The Girl With All the Gifts

‘The most heartbreaking, mind-bending thriller of 2014!’ declares my review copy of MR Carey’s blockbuster thriller The Girl with All the Gifts. ‘Just 2014?’ my partner declared with a raised eyebrow upon seeing this glowing recommendation. ‘Not very confident, are they?’

Breathless hype over a book usually makes me disinclined to pick it up, but sometimes I can’t resist its implicit challenge: would this novel break my heart and bend my mind? Would it be the most thrilling thriller of 2014?

The short answers are ‘no’ and ‘probably not’, but they need qualifying; also, it’s only February, so I feel like any kind of ‘the most [insert dramatic adjective here] book of the year’ statements are somewhat premature. Nonetheless, Girl with All the Gifts, which had big word-of-mouth anticipation prior to its Australian release in January, is certainly a gripping riff on a subject that seems to have captured the popular cultural imagination: zombies.

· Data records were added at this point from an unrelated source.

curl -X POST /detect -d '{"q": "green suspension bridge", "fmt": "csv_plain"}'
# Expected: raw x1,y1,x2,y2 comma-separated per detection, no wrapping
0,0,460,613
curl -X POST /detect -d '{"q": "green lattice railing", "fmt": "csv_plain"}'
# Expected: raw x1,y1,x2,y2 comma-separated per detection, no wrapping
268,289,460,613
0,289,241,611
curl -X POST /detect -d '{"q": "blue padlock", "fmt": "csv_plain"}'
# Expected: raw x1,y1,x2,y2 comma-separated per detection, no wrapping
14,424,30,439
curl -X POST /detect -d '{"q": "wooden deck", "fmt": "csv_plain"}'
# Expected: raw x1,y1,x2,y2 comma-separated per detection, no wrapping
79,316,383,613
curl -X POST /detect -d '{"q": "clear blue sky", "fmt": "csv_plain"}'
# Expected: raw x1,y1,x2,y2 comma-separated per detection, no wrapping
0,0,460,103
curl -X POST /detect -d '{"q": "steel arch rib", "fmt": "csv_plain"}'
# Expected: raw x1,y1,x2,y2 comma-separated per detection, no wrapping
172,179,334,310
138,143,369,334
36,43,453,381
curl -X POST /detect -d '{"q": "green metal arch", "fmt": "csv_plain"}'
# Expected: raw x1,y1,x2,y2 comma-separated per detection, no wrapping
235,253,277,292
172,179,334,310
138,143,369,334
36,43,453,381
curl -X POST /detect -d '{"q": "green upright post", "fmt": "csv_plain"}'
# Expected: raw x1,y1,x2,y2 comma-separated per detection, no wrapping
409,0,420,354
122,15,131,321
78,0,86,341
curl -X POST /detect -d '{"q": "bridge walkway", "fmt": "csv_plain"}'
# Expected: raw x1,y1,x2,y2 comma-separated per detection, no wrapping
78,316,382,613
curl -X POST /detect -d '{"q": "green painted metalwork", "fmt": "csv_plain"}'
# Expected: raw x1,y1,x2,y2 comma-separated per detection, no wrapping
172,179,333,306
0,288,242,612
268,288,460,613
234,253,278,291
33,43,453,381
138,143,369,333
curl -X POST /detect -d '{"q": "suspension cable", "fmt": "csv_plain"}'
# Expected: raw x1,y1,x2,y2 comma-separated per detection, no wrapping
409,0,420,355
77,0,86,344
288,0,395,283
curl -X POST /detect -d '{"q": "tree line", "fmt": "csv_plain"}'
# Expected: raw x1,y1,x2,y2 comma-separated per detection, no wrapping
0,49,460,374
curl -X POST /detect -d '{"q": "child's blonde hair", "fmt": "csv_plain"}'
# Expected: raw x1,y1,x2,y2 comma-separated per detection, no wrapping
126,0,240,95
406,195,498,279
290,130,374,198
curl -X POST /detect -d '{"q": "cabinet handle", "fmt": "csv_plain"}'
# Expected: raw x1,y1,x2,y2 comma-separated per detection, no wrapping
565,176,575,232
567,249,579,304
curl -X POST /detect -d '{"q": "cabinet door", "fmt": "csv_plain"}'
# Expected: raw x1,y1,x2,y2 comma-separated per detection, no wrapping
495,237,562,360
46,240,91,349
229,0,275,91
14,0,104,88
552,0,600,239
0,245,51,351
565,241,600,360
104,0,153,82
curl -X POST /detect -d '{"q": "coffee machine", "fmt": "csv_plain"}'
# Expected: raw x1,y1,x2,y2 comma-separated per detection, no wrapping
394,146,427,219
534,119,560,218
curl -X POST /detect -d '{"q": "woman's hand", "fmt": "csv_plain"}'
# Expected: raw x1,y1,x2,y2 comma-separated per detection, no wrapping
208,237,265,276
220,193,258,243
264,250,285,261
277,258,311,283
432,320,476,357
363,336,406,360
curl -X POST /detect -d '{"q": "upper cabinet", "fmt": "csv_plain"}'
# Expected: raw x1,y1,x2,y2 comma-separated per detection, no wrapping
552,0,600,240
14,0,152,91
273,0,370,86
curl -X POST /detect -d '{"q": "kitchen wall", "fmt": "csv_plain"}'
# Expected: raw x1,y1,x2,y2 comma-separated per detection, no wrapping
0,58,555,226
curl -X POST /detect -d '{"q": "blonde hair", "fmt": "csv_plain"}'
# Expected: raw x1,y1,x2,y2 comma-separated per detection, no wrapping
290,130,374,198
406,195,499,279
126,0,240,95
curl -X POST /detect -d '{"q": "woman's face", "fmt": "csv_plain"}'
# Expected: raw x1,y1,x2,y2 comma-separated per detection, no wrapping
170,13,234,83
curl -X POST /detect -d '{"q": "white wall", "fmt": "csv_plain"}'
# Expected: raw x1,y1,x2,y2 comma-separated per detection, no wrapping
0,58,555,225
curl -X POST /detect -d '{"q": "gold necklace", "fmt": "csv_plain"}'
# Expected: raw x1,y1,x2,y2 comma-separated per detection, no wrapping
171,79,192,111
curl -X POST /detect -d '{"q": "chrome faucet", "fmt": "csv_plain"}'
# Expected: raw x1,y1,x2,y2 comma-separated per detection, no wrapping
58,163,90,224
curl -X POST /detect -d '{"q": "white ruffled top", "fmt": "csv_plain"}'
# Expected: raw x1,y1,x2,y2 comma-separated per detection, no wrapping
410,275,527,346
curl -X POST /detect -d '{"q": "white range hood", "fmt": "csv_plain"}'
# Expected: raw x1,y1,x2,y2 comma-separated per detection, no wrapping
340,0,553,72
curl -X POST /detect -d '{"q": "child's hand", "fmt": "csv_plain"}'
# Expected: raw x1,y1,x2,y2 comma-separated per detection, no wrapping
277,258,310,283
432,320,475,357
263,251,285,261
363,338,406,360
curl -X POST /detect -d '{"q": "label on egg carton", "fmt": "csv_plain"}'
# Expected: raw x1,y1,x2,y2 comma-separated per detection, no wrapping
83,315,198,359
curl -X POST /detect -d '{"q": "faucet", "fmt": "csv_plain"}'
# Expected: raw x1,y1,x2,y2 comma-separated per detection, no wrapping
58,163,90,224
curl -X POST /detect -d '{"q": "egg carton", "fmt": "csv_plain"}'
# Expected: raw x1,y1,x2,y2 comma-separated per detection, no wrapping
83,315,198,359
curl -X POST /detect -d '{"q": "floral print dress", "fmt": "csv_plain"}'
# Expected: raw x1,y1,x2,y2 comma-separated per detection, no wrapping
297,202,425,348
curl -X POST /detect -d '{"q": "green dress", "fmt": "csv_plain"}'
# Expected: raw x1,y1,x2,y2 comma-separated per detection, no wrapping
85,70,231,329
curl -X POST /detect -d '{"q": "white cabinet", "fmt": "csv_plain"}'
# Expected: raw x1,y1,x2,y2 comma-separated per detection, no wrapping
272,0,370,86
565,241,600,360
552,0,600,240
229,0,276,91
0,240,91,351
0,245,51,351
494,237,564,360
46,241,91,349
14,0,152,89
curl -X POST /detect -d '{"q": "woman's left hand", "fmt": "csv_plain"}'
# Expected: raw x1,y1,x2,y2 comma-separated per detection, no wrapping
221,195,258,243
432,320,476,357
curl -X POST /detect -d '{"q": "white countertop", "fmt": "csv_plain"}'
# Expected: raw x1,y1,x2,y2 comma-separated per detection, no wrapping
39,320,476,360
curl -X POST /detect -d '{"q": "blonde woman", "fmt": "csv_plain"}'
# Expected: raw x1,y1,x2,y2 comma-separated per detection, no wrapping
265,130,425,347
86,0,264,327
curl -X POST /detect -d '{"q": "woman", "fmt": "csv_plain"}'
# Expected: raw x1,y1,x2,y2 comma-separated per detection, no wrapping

Many of the most successful and effective tales of the undead offer social commentary as well as gore-spattered action: George A Romero’s Dawn of the Dead, John Ajvide Lindqvist’s Handling the Undead, comic-series-turned-TV-show The Walking Dead. In their representations of civilisation breaking down in the wake of a devastating mass infection, they expose our deepest fears about the collapse of our world as we know it: a collapse made more terrifying by the fact that it’s wrought by creatures that were once human.

There’s certainly a familiar set-up in Girl with All the Gifts, which opens in a military base in the UK shortly after a mystery outbreak has ravaged the globe and turned most of its population into ‘hungries’: people overtaken by the cannibalistic urge to feast on live flesh.

However, in an interesting twist, not all hungries are feral monsters ruled by their appetites. Inside the base lives Melanie, the novel’s highly intelligent protagonist, and about 20 other infected children who are able to function normally so long as they don’t get a tempting whiff of human. Melanie and her friends go to ‘school’ here (chained to their desks to ensure they don’t eat anyone), where they learn about the history and literature of a world that no longer exists. Melanie’s favourite teacher is Helen Justineau, who forms a bond with the little girl and can’t help but view all her charges as regular children, despite their inhuman appetites.

Meanwhile, base scientists are intent on finding a cure for the deadly pathogen by experimenting on the children to discover why they still possess a capacity for reason and emotion. Leading the charge is Caroline Caldwell, whose fascination with Melanie’s intellectual gifts seems destined to end with Melanie on an autopsy table. Justineau is fiercely opposed to Caldwell’s actions, but when the base is attacked, the fight for survival is on.

A few violent scenes notwithstanding, bloodthirsty battles with the walking dead aren’t the point of this novel; at its centre is Melanie’s discovery of her true nature, and the differing ways in which the uninfected base staff reconcile their interactions with her as a normal (albeit supremely intelligent) child and their knowledge of her darker animal instincts.

What propels the book is its remarkably well-drawn characters. This might be a story about zombies, but, of course, it’s really about people: how we respond in times of deep crisis and the sad fact that it isn’t always the real monsters who turn out to be the most monstrous.

Look, I didn’t have my heart broken or my mind bent after reading this book, but I enjoyed it more than I was expecting to, and that’s saying a lot for someone who voluntarily picks up a supernatural thriller about as often as Donna Tartt publishes a new novel. The Girl with All the Gifts is an especially thought-provoking and sensitive rendition of the familiar zombie apocalypse trope: clearly, there’s life in the undead yet.